The Cage by Louise Friday
Personal growth, retrospection, questioning and resolution are common themes in all kinds of fiction—erotica included. Each and all are difficult tropes to maintain over the length of a narrative, particularly when the story is first-person. Involving sex can certainly complement the story, but it can also be a burden. Adding sex can make the character even more introspective and this is what makes The Cage a challenging read.
There is certainly a story here, one woman‘s journey of self-reclamation and discovery. But that story is weighed down by the reader having to wade through the narrator‘s repetitive inner monologue. Over and over we hear the same thoughts on her lover, her needs and her difficulties.

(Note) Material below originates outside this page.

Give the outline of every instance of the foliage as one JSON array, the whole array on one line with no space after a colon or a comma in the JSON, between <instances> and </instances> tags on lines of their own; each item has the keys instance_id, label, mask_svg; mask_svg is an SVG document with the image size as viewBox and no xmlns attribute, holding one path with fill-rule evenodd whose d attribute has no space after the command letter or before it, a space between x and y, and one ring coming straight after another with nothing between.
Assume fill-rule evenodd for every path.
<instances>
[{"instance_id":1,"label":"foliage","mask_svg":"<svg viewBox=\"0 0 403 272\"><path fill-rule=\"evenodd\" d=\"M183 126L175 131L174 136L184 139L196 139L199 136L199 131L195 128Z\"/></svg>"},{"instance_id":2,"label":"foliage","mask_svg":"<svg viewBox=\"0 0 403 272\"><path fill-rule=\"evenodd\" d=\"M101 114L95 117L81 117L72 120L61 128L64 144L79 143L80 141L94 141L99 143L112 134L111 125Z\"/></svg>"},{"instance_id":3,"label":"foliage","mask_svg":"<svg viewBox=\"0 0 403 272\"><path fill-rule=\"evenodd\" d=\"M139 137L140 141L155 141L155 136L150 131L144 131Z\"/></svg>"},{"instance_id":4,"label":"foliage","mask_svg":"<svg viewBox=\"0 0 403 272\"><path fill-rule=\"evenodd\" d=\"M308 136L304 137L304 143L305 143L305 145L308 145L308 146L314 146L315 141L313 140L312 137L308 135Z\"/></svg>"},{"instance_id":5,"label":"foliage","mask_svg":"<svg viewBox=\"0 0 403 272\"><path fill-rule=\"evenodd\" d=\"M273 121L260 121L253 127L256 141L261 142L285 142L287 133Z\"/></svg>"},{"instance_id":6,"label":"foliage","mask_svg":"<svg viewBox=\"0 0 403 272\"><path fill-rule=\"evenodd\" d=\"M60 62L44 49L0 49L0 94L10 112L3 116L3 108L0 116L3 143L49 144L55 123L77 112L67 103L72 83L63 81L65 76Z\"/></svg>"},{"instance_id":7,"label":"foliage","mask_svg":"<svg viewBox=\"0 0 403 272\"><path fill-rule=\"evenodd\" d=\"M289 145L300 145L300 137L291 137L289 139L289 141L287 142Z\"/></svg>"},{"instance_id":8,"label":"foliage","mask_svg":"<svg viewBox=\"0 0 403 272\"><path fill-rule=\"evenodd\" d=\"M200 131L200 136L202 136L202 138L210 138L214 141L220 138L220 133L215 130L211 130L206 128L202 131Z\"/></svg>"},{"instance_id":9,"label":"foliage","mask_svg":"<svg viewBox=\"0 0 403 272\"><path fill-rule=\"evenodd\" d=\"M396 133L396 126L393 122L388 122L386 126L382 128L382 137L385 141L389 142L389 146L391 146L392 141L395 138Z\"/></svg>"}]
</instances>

However, at the same time, there are significant contributing factors to her story that are only vaquely referenced, or oddly referenced. And some are inconsistently referenced. Her use of spliff (synonyms for marijuana abound, please use some different ones) is a minor factor in the beginning but becomes a massively pervading influence by the end.
Was she coming to an understanding? Perhaps. But it is too hard to tell because we are only privy to the characters rambling, not a structured narrative.
A bright spot in The Cage is how she relates to and comes to understand her lover. This is balanced, though still somewhat repetitive. Their interactions are strong and fully relatable. And their sex, a key ingredient to their journey and hot. Really really hot.
I do think this character‘s story is compelling and if you like single-stream narrative with some hard sex as a contributing factor to personal movement. A bit too much in someone else‘s head for my head.